In the UK, playworkers work in a range of settings with children across the 4 to 16 years age range. These settings include adventure playgrounds, play centres, out-of-school care schemes, play buses, holiday play schemes, play ranger projects (streets, parks and open spaces), schools, hospitals, refuges and prisons (Russell 2010). The ofﬁcial articulation of the role of the playworker within the Playwork Principles (PPSG 2005) is ‘to support all children and young people in the creation of a space in which they can play’. Such a deﬁnition has the potential to open the way for a spatial turn in playwork theorising, offering an alternative to the dominant temporal focus on professional interventions in the lives of children in order to help children develop into productive future citizens. This chapter draws on the work of French Marxist philosopher Henri Lefebvre (1991), and in particular his triadic conceptualisation of the social production of space (perceived, conceived and lived spaces), to develop an analysis that acknowledges the contradictions which playworkers navigate in their day-to-day experiences of working with children at play.
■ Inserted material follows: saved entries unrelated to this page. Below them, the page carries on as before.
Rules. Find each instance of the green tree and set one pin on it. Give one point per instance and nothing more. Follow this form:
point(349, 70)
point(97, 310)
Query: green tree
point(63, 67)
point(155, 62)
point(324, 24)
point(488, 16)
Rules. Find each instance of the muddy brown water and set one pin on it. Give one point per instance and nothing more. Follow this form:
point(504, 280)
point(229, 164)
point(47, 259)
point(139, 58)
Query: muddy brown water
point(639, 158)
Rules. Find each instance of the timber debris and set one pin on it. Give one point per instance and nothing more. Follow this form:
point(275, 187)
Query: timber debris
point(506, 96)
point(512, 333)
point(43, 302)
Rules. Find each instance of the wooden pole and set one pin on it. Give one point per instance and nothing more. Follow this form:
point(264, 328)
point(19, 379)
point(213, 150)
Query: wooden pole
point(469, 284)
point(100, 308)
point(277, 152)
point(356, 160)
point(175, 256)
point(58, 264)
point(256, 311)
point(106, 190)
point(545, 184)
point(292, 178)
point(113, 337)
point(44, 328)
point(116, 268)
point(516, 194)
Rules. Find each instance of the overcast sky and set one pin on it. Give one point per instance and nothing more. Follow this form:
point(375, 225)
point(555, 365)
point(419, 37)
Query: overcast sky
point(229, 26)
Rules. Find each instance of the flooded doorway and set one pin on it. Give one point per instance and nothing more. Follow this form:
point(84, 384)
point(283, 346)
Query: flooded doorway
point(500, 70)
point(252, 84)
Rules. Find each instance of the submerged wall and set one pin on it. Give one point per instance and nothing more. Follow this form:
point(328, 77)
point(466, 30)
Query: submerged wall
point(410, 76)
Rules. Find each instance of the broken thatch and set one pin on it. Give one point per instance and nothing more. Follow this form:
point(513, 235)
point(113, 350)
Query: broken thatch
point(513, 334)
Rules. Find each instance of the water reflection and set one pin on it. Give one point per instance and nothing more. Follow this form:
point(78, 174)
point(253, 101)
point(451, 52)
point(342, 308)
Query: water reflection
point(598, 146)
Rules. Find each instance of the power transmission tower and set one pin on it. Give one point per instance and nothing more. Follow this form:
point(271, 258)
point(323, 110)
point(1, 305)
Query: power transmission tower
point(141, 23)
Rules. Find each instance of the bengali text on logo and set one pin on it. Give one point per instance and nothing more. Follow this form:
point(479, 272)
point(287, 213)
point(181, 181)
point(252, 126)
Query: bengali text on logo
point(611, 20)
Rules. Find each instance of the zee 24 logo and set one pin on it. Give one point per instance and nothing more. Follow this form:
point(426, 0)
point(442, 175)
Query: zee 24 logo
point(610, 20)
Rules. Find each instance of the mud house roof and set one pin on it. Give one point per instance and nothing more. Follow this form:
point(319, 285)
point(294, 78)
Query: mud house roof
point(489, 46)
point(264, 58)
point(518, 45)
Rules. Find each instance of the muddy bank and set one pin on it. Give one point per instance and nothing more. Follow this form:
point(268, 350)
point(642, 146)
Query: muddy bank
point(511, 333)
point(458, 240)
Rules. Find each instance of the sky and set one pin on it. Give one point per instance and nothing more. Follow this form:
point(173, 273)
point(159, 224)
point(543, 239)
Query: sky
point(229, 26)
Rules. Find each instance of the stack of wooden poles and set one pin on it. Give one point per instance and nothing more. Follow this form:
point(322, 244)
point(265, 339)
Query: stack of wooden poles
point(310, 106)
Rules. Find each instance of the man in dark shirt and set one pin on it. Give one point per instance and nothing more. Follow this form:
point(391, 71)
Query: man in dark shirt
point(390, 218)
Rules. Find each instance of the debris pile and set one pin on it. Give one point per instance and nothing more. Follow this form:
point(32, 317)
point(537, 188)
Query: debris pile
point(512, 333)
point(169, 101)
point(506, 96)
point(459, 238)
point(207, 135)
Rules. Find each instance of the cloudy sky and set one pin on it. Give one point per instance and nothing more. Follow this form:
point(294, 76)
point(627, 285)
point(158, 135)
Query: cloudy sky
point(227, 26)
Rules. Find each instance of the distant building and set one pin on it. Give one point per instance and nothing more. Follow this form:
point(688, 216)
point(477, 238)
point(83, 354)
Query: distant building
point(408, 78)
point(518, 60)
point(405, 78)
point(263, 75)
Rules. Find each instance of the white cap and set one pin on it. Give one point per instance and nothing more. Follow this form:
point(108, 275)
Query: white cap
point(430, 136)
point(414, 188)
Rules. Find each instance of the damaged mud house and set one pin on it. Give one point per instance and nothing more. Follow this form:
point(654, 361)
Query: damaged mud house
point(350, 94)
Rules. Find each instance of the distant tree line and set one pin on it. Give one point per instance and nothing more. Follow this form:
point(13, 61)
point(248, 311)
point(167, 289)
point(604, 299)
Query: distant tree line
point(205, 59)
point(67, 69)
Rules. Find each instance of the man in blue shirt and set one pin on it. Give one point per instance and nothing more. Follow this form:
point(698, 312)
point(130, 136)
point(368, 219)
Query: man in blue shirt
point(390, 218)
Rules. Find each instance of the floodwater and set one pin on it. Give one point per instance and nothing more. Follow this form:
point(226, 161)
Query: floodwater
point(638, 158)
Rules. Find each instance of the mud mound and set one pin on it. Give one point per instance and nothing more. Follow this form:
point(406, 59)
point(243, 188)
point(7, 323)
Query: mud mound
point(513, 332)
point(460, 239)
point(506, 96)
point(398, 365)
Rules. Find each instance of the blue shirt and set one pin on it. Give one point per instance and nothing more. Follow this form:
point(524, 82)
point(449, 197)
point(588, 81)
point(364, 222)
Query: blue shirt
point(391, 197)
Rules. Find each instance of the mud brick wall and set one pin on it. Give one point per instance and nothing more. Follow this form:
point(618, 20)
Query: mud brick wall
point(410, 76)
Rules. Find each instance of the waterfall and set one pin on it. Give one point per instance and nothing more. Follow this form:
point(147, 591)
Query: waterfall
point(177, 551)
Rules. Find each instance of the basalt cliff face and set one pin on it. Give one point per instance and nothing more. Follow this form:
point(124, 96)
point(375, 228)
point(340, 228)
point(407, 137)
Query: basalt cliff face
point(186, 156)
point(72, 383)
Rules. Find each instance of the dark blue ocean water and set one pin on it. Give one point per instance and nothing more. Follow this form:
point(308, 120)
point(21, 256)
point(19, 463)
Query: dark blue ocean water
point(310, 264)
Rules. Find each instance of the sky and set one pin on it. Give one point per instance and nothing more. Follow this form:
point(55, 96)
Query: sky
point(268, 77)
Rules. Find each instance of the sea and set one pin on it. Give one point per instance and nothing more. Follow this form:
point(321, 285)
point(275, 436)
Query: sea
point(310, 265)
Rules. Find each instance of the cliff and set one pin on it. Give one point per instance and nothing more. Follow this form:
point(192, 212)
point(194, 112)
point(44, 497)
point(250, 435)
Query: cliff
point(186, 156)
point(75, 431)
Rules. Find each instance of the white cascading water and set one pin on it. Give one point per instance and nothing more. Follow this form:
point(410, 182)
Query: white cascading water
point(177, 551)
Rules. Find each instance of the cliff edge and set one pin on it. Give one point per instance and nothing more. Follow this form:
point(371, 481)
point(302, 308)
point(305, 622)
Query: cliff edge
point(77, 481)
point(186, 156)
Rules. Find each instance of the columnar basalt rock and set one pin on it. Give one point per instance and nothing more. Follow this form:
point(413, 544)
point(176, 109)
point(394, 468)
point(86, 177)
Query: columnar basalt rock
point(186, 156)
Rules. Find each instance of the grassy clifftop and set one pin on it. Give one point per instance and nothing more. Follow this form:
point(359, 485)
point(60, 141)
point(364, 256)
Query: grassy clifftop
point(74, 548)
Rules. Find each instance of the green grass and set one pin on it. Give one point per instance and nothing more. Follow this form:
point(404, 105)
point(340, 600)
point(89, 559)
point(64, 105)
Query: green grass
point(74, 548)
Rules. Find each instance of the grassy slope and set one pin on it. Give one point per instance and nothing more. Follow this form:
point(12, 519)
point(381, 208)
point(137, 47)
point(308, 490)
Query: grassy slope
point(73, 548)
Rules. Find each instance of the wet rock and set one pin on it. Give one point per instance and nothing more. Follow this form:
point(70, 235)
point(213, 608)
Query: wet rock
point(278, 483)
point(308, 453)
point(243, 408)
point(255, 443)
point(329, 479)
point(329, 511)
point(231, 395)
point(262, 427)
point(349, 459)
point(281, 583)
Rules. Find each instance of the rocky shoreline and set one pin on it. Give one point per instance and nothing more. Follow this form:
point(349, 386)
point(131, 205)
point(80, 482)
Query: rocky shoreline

The conceptual, theoretical design of designated ‘play spaces’, with named zones, material content and daily routines, is based on the assumption that this will give rise to particular practices (play forms) leading to particular instrumental outcomes (the development of speciﬁc skills). From this position in the triad, playwork may be seen as a form of labour that produces the next generation of producers and consumers. Children’s own bodily and emotional engagement with spaces gives rise to a wide range of playful disturbances of adult order; when conditions allow, children appropriate their own ‘lived’ space which incorporates the real and the imagined, often in ways that adults deem unsafe or offensive. Playworkers can ﬁnd themselves promoting some forms of playing over others (through their spatial practices) while espousing notions of children’s agency and freedom to play (ideals belonging to conceived spaces). Lefebvre’s threefold dialectical formulation of the production of space offers the possibility of seeing beyond the dualisms of order and chaos, certainty and uncertainty, repetition and difference, structure and agency. These binaries emerge from the dialectic between abstract, theoretical space and the material spatial practices; Lefebvre maintains
that there is always a third. For playworkers, this is the ‘lived’ space of children’s playfulness and also of their own moments of playfulness and imagination.